She can’t get used to his absence. It’s like a death. Except that no one’s dead. She hopes. The fact that he packed his duffel bag and straightened up his room put an end to Bonnie’s fear that a hit squad from ARM might have kidnapped him when he stepped outside the
Chandler
studio for a breath of air. Nazi thugs don’t drive you to Clairmont and wait while you make your bed. Unless, of course, they waited while Vincent got the money and drugs that Raymond claimed he stole. Was Raymond telling the truth? She’d never thought that Vincent was on drugs. And he stole nothing from her and the kids. Which either meant he was never a thief, or that he
had
changed, after all.

So another man left her. Leaving after a few months and one clumsy mistake of a kiss is nothing compared to bailing after thirteen years of marriage and two kids. So why should she feel worse about this than she did about Joel? Because Joel was about the past, and Vincent seemed like the future. A future with Vincent Nolan? Bonnie needs therapy. Now.

She can say that Vincent has gone on a retreat. She can start her speech that way. Sometimes you need a break from your life to see where your life is going.
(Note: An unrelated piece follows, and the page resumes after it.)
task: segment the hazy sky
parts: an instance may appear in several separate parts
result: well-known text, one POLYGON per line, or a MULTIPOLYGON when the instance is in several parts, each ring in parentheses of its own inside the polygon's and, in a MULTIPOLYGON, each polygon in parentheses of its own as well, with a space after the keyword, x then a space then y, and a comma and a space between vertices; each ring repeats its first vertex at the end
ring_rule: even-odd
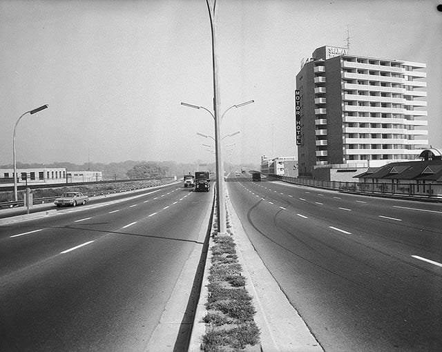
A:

That wouldn’t be a total lie. It’s true. The guy has retreated.

Bonnie takes the last parking space in the faculty lot. Go ahead, let them tow her. As she introduces herself to the guard at the door, she sees, standing beyond him, an angelic blond girl in a white satin dress. The girl spots Bonnie and steps forward and gives her a single red rose.

“I’m…” Bonnie misses the girl’s name. She’s been sent to meet her and take her to Mr. Armstrong’s office. Bonnie’s getting the VIP treatment. Already she’s choked up. Why didn’t she have a daughter? Why didn’t she have more children? She wishes she had a toddler who still loved to cuddle. Why should Joel be the one to get the Bulgarian baby?

Bonnie and her beatific escort weave through the crowd of kids converting their discomfort at seeing each other in caps and gowns into manic activity and squawks of raucous laughter. Bonnie has never felt so alone. How different this would be if Vincent—or Max and Danny—were with her.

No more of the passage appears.